第7話 未練!おっさん、元嫁に謝る!

 ある晩、山田は一人エロ本の雪崩を見て淋しさを覚えた。

「そうだ、元嫁は元気にしてるだろうか」

 隣室のドアを叩く勇気を振り絞り、汗ばむ拳に力が入る。全身から立ち込める臭気に我ながら辟易しつつ、元嫁の部屋に設置されているシャワールームを当てにした。

「頼もうー」

 呼びかけに応じるように、ガサゴソバタバタピシャン! という物音の後の静寂。そして舌打ち。

「はい、どちらさまで」

「……山田ですが」

「何か用?」

「え、ああ、元気ですか」

「元気ですよ」

「ちょっといい?」

「良くないです」

「いや、話がしたいんだけど」

「何を話すの」

「は? だって、俺、お前に酷い事したから」

「いや、もういいから。話ってそれだけ?」

「もういいって……謝りたいんだけど」

「はい、わかりました。忘れたからもういいです」

「怒ってるのか」

「怒ってないですよ」

「いや、怒ってる」

「そうじゃなくて、もういいから」

「風呂貸して」

「はあ? バカじゃないの」

「臭いんだよなー、眠れないんだよ」

「(・д・)チッ」

「い、今舌打ちした?」

「うん」

「何で俺を嫌うの」

「自分で分かんないの?」

「いや、酷い事をしたっていうのは分かってる」

「そうじゃなくて。ウザいって言ってんだよ」

「ウザいって、子供じゃないんだからさ」

「うるせえ。本心から反省してるなら、話しかけないで」

「寂しいんだよ」

「よそに行って」

「冷たい事言うなよ、開けてくれ!」

「大声出すと、警察呼びますよ」

「待って!」

「死ね!」

「それが元夫にかける言葉なのか!」

「マジで死んで。
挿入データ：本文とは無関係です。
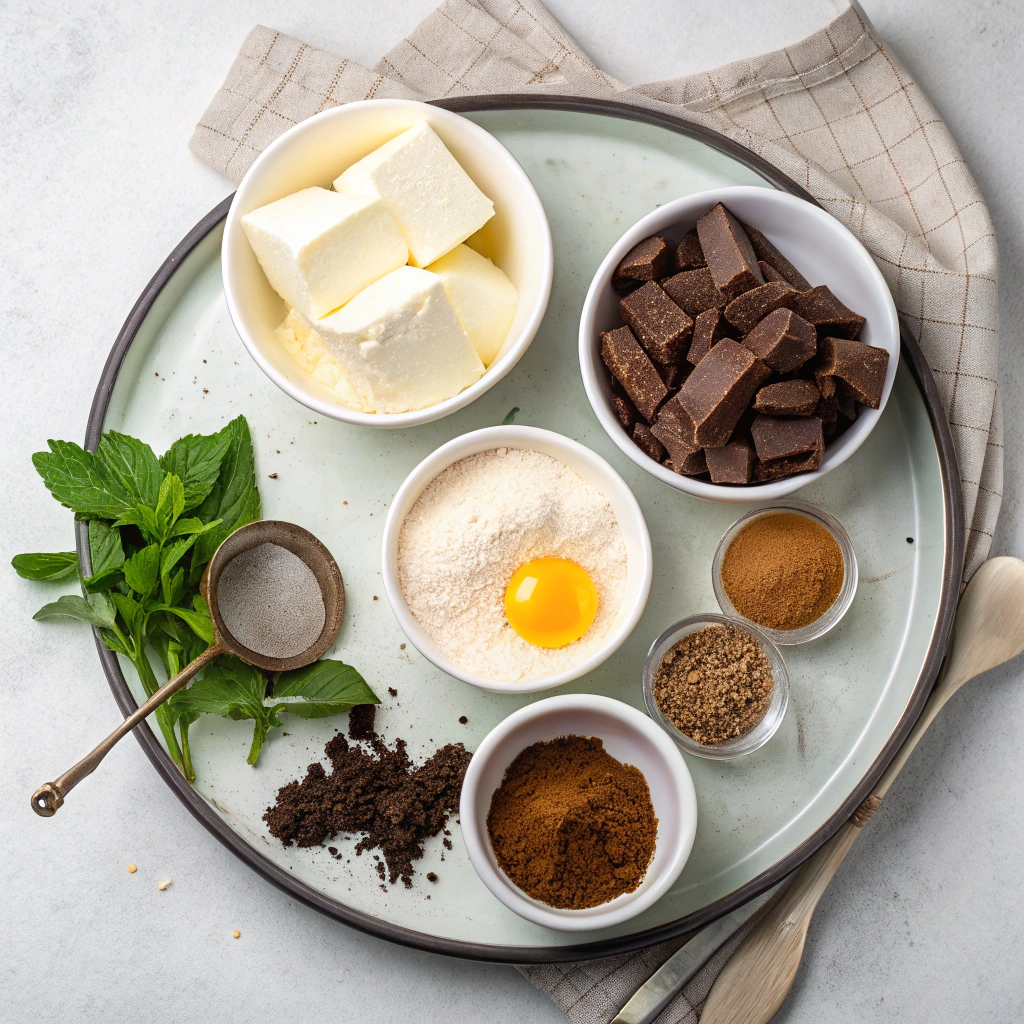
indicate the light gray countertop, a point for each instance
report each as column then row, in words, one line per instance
column 97, row 185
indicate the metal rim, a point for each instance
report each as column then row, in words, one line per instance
column 952, row 569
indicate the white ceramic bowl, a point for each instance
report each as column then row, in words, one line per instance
column 824, row 251
column 314, row 153
column 596, row 472
column 630, row 736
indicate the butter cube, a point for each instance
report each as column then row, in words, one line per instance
column 399, row 344
column 433, row 201
column 318, row 248
column 482, row 297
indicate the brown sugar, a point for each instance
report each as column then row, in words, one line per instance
column 714, row 684
column 782, row 570
column 570, row 825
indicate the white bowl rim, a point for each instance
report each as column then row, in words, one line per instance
column 492, row 375
column 623, row 907
column 483, row 440
column 659, row 219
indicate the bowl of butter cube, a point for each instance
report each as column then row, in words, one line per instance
column 386, row 262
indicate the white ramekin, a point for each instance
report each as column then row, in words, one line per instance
column 824, row 251
column 631, row 737
column 313, row 153
column 596, row 472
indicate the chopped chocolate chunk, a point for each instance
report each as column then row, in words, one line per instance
column 749, row 309
column 719, row 389
column 709, row 329
column 822, row 309
column 796, row 397
column 623, row 408
column 783, row 340
column 728, row 252
column 784, row 437
column 770, row 255
column 628, row 363
column 656, row 322
column 861, row 368
column 688, row 255
column 732, row 463
column 675, row 430
column 646, row 261
column 694, row 291
column 647, row 442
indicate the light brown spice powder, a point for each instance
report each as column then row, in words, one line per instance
column 714, row 684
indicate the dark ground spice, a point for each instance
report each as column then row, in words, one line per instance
column 570, row 825
column 377, row 793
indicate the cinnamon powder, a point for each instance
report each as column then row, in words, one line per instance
column 570, row 825
column 782, row 570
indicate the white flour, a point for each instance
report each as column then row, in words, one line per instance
column 473, row 526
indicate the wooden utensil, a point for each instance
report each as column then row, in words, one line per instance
column 988, row 630
column 46, row 801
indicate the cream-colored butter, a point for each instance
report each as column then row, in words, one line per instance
column 482, row 297
column 318, row 248
column 400, row 345
column 433, row 201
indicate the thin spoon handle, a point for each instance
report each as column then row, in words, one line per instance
column 48, row 798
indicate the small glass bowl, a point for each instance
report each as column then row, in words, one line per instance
column 839, row 607
column 738, row 745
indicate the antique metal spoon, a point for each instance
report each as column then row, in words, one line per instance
column 988, row 630
column 48, row 798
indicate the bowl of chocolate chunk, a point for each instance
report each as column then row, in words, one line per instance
column 717, row 685
column 386, row 262
column 578, row 812
column 738, row 343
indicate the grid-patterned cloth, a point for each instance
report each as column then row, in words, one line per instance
column 837, row 113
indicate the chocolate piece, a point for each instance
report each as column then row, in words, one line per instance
column 728, row 252
column 783, row 340
column 646, row 261
column 657, row 323
column 731, row 464
column 861, row 368
column 709, row 329
column 785, row 437
column 688, row 255
column 822, row 309
column 749, row 309
column 719, row 389
column 787, row 398
column 694, row 291
column 623, row 408
column 770, row 255
column 675, row 430
column 628, row 363
column 647, row 442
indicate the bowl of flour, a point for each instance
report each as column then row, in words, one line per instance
column 476, row 510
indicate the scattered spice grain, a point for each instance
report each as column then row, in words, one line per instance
column 714, row 684
column 782, row 570
column 570, row 825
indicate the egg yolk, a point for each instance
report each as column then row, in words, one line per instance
column 551, row 602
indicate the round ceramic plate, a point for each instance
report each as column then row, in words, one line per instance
column 178, row 367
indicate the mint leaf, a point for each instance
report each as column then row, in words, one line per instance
column 58, row 565
column 321, row 689
column 233, row 499
column 128, row 465
column 76, row 480
column 196, row 460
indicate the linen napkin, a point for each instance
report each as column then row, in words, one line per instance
column 836, row 112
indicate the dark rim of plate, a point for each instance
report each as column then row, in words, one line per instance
column 954, row 544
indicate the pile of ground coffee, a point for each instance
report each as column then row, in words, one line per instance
column 376, row 793
column 782, row 570
column 714, row 684
column 570, row 825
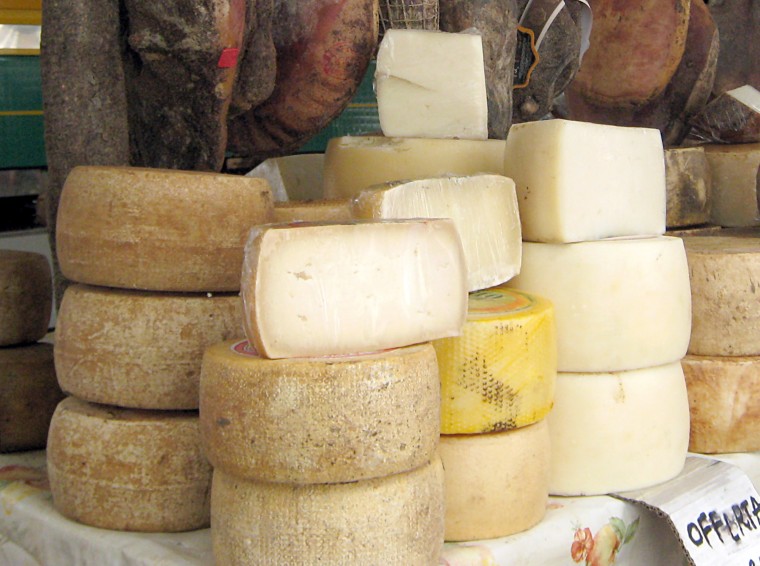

それか消えて。ウザい。おっさんのクソ面白くもない自分語り聞きたくない。人の話聞かない上に自分に都合よく他人を解釈し過ぎ。私は幸せ、あんたがいない所で。あんたは自分が幸せでないから私の心配する事で満足したいだけなんだ。そういうのがウザいってんだよちきしょうめが!」

「……言ってる意味がよく分からない」

「読解力ゼロ・グラビティだからな」

「何言ってんの」

「宇宙空間まで逝ってください」

「そんなに俺に死んでほしいか」

「私の世界から消えて」

「わかった。じゃあそうする」

「どうぞお幸せに」

「お前がいなかったら幸せになれない」

「キモイ。何でも色気に結びつけるのマジキモイ」

「何がキモイんだよおおおううう!!!!!!」

「すべてだよおおおおおううう!!!!!!!」

「うるせええええーーーーー!!!!」

 山田は、突如「元夫婦」の忌憚ない会話に割って入った武骨な男性の声に、ハッと我に返った。そして、目の前のドアが勢いよく開けられ、額を強か打ちその場に尻もちをついて悶絶した。

「おい、いいかげんいしろ、みっともない」

 山田を見下ろす、パンツ一枚の男がビール片手に目の前に立っていた。そして山田は、全てを理解した。山田は恥ずかしさと屈辱で真っ赤になりながら、自室へと帰っていった。そして、包丁を握りしめると再び、隣室へと向かう。